Why did we stay together in the face of conflict? No simple answer comes to mind. We both were loners, outsiders in most situations, and exceptionally intelligent. Once, Diane’s first love Bob told her years afterward, “You were too smart for me. We’d have ended up killing each other.” Diane’s life experience kept her from forming close friendships with some women who were her intellectual peers but had never faced the same hardships. My own life was not marked by struggles like hers so much as difficulty relating to people around me who couldn’t see the world as I saw it. When I went to Berkeley I was surrounded by brilliant students and faculty who were my peers. I saw the same qualities in Diane.

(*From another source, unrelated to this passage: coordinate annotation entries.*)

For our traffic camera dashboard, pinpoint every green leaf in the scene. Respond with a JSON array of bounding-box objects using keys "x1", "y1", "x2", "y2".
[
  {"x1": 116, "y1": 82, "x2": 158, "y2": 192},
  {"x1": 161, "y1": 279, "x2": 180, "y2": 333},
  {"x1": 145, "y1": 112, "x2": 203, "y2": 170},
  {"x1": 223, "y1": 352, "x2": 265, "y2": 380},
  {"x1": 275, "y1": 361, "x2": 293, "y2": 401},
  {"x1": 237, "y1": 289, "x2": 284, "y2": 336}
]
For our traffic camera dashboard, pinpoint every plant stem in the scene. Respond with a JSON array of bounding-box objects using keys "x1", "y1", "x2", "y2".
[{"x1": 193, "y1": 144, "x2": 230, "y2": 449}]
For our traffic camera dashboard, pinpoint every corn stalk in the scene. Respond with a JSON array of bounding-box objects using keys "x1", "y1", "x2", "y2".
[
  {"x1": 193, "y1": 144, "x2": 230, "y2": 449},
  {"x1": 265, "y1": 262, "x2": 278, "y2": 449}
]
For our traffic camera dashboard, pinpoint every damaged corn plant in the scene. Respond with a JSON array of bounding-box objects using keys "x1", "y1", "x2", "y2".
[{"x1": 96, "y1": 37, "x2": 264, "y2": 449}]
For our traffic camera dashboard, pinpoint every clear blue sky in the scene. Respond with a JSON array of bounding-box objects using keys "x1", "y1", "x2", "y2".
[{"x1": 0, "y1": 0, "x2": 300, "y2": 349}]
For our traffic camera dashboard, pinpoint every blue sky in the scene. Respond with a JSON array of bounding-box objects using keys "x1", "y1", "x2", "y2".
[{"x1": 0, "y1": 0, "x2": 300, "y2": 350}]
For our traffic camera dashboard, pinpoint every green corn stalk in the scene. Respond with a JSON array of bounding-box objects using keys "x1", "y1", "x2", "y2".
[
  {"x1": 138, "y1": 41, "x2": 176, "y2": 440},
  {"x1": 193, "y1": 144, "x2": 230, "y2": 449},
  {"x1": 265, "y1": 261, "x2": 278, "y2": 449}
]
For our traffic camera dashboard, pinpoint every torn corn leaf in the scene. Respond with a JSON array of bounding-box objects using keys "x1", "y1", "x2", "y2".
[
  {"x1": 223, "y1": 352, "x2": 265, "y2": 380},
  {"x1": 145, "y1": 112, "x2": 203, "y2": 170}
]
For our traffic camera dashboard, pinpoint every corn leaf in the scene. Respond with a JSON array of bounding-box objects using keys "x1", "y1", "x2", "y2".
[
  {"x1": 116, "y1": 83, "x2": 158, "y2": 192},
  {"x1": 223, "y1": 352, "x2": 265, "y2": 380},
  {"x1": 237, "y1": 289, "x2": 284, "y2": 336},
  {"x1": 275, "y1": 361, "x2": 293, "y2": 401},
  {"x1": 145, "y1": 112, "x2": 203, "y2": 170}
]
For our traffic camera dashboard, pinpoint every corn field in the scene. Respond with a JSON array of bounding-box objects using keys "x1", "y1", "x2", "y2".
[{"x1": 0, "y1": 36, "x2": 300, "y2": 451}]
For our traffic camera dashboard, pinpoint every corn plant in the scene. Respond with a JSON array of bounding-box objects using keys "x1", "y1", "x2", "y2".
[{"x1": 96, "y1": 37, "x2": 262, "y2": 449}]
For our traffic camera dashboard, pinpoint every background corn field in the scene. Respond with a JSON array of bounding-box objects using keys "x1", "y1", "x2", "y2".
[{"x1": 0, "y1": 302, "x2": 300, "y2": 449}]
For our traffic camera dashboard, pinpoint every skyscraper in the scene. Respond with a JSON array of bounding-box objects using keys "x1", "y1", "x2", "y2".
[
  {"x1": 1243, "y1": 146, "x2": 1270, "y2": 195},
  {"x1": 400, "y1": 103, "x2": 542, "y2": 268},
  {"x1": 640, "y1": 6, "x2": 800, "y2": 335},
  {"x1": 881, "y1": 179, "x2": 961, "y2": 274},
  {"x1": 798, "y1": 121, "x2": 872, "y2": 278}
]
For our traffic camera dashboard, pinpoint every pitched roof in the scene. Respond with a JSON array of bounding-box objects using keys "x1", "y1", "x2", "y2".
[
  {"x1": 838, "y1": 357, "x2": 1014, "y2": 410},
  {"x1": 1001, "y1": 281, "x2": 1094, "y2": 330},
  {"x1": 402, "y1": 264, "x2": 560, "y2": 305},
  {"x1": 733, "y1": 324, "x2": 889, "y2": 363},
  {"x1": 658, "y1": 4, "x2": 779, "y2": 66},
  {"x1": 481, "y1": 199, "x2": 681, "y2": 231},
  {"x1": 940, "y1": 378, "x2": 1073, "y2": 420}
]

When we found each other on the mountain, as if directed by fate, we felt an affinity based on deep recognition of the singular abilities in one another. The way we met, each one alone in the wilderness, intensified the effect of that meeting. I responded to her emotion and her passion, she to my stability and steadfast commitment. In spite of how we might wander or fail, we both felt an overwhelming desire to be together.
One evening in the winter of ’69, at a country western bar in the Springs, crowded with people our age, we danced to a country band and popular songs. One was the recent hit by Judy Collins, “Someday Soon.” Whenever it plays now, it takes me back to that time in Colorado—twenty-three years old, young and crazy and full of eagerness for more life, more love, and more of the world with Diane beside me—and I feel her loss all over again, of the time, the years, and the woman I loved.